- January 29, 2013, 7:04 p.m. ET
The Doctor’s Office as Union Shop
As new health-care laws turn physicians into service workers, why wouldn’t they organize?
As the country moves toward the effective start date of the Affordable Care Act in 2014, the operational and economic elements of this vast legislation are becoming clearer. Yet one likely outcome of the act that will directly affect the quality of patient care, and could affect its cost, has gone virtually unnoticed and unreported: the increasing trend for physicians to become employees, rather than self-employed. This development represents a potentially radical factor in the transformation of health care—the doctor as union worker.

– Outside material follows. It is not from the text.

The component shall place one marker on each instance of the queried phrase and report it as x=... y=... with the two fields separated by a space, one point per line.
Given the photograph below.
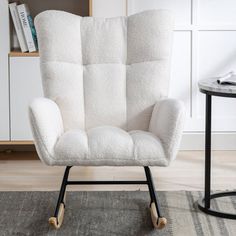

Physicians have historically practiced either in small groups or alone. Unlike hospitals, which operate under the rubric of large regulatory agencies, physicians have been much more difficult to regulate and monitor. For cost control to be effective, the professional autonomy and independent clinical judgment of the physician and other providers must in some measure be sacrificed to standardization. This can’t be accomplished by overseeing thousands of doctors in thousands of offices and medical complexes, each conducting its own symphony.
The Obama administration, by intent or accident, has effectively driven a major change in the status of physicians. By reducing the reimbursement for certain office-based specialists while enhancing related payment to hospitals, the administration is compelling more and more physicians—many of them with an any-port-in-a-storm fatalism—to seek employment with health systems or large physician groups.
Another factor lubricating the path to physician employment is generational: Doctors now in training appear willing to forsake income for a better quality of life and are less interested in the entrepreneurship required to run a private practice. They prefer regular hours and don’t necessarily want to be responsible for patients after hours. The net effect is that in 2012 approximately half of physicians already were employed by large health-care entities. Some industry observers estimate that, over the next few years, health systems will employ close to 80% of all doctors.
The shift will be important for many reasons. The migration of physicians into large, regulated entities is essential if the practice of medicine is going to be transformed into the corporatist-government model that is the only way health-care costs can be controlled. The number of failed cost-control experiments in this country—remember the HMO experiment?—is dizzying. None has worked.
The change in the nature of physician employment will have effects never before experienced in America. As the effects of the Affordable Care Act come into focus, it becomes clear that when the majority of physicians are no longer self-employed—and barring any legislation to the contrary—their new employed status will provide doctors with the right to collective bargaining.
Leaders of the organized-labor movement already view service workers with nonexportable jobs as the last best hope of labor unions whose membership is at an all-time low. The truth is that physicians are now becoming service workers. They are well-educated and expensive to train, and their decisions have substantial significance in the lives of others. But doctors essentially provide a service, one that cannot be outsourced to India or China.
If doctors unionize, that raises an immediate question about their right to strike—the key lever in collective bargaining. That’s a question for another day. For now, it’s enough to contemplate what will occur when the practice of medicine becomes detached from its past as a profession—when doctors may in time come to see themselves not solely as healers but as workers, units of labor, in a system that is committed to delivering care to the greatest number.
When doctors occupy a service niche like the chambermaid in Las Vegas or the school teacher in Chicago, the expectations and compensation of the physician-worker will be defined in ways that may make the benefits of collective bargaining appear very attractive.
Americans don’t expect the quality of their care or access to it to decline as health-care costs drop. But quality of care and access will require significant attention in a reformed medical system. As has happened in other countries that have charted the course we are now on, a new reason for lack of access may at times be: “Office closed, doctors on strike.”
Dr. Leffell, a practicing physician, is the former CEO of the Yale Medical Group and a professor at the Yale School of Medicine.
A version of this article appeared January 30, 2013, on page A11 in the U.S. edition of The Wall Street Journal, with the headline: The Doctor’s Office as Union Shop.